Just wanted to let you know that Professor Kimo, a great Kempo master will be at my school in Meriden (CT KEMPO and FITNESS) on Monday evening January 8th.
He will be teaching a children's seminar as well as an Adult one.

The Adult seminar is from 7:30 to 9:00PM and the cost is 30.00.

PM me or email me at todd.guay@cox.net if you would like more information)
Everyone is welcome regardless of style. Just bring an open mind and a good attitude. ;-)

Peace and Happy New Year
Todd Guay
CT Kempo and Fitness
South Meriden, CT


----------



## kosho (Jan 2, 2007)

I have been to a few of his seminars. he is truly a great teacher and one 
of the top kempo people we have out there today. anyone who can make this should go...
kosho


----------



## CTKempo Todd (Jan 2, 2007)

kosho said:


> I have been to a few of his seminars. he is truly a great teacher and one
> of the top kempo people we have out there today. anyone who can make this should go...
> kosho


 

Thank you for the endorsement.

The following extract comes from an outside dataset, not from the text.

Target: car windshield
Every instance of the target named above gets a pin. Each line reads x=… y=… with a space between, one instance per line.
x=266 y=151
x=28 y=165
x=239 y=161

Looking forward to 2 weeks of sore fingers after this... LOL


----------



## RevIV (Jan 2, 2007)

Hello Todd,
I am going to jump in on your announcement.  Prof. Kimo will be teaching at Dragon-Phoenix MA Lowell dojo, Tues. the 9th and Also Dragon-phoenix ma Natick school on the 10th.  He will be at Cape Cod m.a. on thurs.  I think all the locations may have a spot available but please call to find out.
Jesse Dwire
www.dpkempo.com


----------



## MeatWad2 (Jan 2, 2007)

*Does Professor Kimo teach Professor Chow kempo?*


----------



## Matt (Jan 2, 2007)

MeatWad2 said:


> *Does Professor Kimo teach Professor Chow kempo?*



Seems like such a simple question, no?

The answer is no...and yes. No he doesn't teach Kara-Ho, you want GM Kuoha for that. No he doesn't teach Goshinjitsu Chinese Kempo as Master Bill Chun, Jr. does (quite well). However, he, like almost everybody teaching kempo out of Hawaii, owes a debt to Professor Chow. What Professor Kimo teaches is his interpretation of what he learned from a variety of sources. He wasn't a direct student of Chow, but references some techniques of Professor Chow, to provide historical context, but what he teaches is his own. You will see common elements of movement shared by Hawaiian kempo styles, but with a 'twist' that is sometimes literal. 

Stop by one of the dates if you can. It's much easier to see than to explain. Essentially, he just teaches good kempo. 

Matt


----------



## MJS (Jan 2, 2007)

Looks like things worked out with my schedule, so aside from any last minute, unforeseen issues, I'll be there!!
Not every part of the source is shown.